Alex Lopez and his brother, Isaiah, grew up at Oakland Lake Park, going there with family before they could walk.
“They played there almost daily,” said Angela Jenkins, their former stepmother.
That’s what they were doing Wednesday, exploring a wooded area with neighborhood friends when Alex, 12, stepped into a puddle near downed power lines. The shock electrocuted him.
Trying to save Alex, Isaiah, 11, grabbed him and was electrocuted too.
“Alex was usually the protector,” said Jenkins, who was speaking for the family Thursday. “And this time it was Isaiah.”
The accident remained under investigation Thursday.
Richard Zavala, Fort Worth’s parks and recreation director, said the park near Oakland Boulevard and Interstate 30 was a “high-priority” area for checking for downed power lines after severe storms early Wednesday.
But city workers didn’t come across the power lines that killed the Lopez brothers because they were in a “very remote,” low-traffic area, Zavala said.
“It was in the utility easement beyond the parkland and beyond the developed area of the parkland,” Zavala said.
Firefighters were called about 6:15 p.m. Wednesday to the park, where a witness had reported that two children had been electrocuted.

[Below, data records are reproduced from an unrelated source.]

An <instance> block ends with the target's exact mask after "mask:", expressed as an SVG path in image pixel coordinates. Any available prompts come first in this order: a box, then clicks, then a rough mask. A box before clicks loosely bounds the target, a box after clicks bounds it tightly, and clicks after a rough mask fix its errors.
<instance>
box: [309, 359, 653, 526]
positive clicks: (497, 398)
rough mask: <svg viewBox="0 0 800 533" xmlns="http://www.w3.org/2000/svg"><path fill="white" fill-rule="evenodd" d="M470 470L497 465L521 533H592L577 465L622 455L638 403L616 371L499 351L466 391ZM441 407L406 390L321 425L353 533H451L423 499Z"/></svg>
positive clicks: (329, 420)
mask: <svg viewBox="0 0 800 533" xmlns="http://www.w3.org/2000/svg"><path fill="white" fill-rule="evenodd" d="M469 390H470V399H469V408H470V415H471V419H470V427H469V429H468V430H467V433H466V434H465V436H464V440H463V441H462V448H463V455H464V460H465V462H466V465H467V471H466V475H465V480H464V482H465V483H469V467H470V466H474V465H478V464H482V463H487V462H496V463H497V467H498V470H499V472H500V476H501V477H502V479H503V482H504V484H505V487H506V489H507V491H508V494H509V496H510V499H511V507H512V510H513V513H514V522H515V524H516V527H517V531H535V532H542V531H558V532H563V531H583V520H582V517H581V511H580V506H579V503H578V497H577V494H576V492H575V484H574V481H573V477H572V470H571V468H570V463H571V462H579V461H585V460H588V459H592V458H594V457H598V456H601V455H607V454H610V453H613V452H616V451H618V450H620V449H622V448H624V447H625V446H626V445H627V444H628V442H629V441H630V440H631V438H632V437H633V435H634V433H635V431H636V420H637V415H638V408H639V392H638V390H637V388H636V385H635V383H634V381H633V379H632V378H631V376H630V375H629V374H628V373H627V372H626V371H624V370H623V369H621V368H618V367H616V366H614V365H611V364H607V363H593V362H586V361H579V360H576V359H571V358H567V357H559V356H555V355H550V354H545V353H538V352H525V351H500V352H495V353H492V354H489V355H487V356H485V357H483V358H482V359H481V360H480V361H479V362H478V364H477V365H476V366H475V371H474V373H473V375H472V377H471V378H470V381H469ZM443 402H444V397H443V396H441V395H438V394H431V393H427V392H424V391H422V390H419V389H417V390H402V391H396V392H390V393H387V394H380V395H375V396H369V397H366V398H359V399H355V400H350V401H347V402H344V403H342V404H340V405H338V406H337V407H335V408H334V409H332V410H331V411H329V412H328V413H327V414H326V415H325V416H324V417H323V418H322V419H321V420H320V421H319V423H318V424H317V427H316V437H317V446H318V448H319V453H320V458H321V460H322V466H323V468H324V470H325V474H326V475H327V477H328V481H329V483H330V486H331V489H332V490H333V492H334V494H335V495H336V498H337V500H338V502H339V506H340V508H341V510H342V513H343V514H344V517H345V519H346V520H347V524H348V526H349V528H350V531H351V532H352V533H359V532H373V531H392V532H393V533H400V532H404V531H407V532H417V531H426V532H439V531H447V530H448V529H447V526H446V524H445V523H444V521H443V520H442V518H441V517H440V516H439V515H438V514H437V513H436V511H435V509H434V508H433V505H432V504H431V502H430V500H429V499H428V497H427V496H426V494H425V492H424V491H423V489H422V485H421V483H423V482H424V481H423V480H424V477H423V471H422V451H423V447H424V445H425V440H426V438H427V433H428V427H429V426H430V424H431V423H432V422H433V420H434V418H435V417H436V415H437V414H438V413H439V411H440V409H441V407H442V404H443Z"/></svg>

When MedStar and Fire Department personnel arrived, the power lines were still energized and arcing. A grass fire had also been ignited by the lines.
Firefighters could see the two boys, said Lt. Kyle Falkner, Fire Department spokesman. But the danger of the lines limited their access for about an hour until Oncor arrived and cut power.
“Given the nature of the injuries received and the hazard still at the scene,” Falkner said, “the crews had to make the difficult decision at that point that they had to prevent any further injury and not allow anyone into the area until those lines could be de-energized.”
The boys were pronounced dead at 8:13 p.m., according to the Tarrant County medical examiner’s office.
“We can’t say it enough: People have to be aware of their surroundings and know that when we have high winds and storms, power lines down are danger,” Falkner said.
In a statement, Oncor said: “Our thoughts and heartfelt prayers go out to the family. We urge all our customers to treat every power line as if it’s energized.”
The Lopez brothers lived with their grandmother near the park, Jenkins said, and attended the International Leadership of Texas charter school in North Richland Hills.
Guidance counselors were being made available to students and staff, a statement from the school said. Parents set up a GoFundMe page for the boys’ funeral expenses Friday.
The boys were a grade apart — Alex in fifth and Isaiah in fourth — but inseparable outside school, full of energy and sometimes mischievous, Jenkins said.
“They were your stereotypical boys,” she said. “They caused problems sometimes, but they had really good hearts.”
Jenkins said other children who were with the boys recounted to the family what happened Wednesday night.
When his brother was electrocuted, Isaiah turned to the others.
“Go get help,” he urged. “I’m going to save Alex.”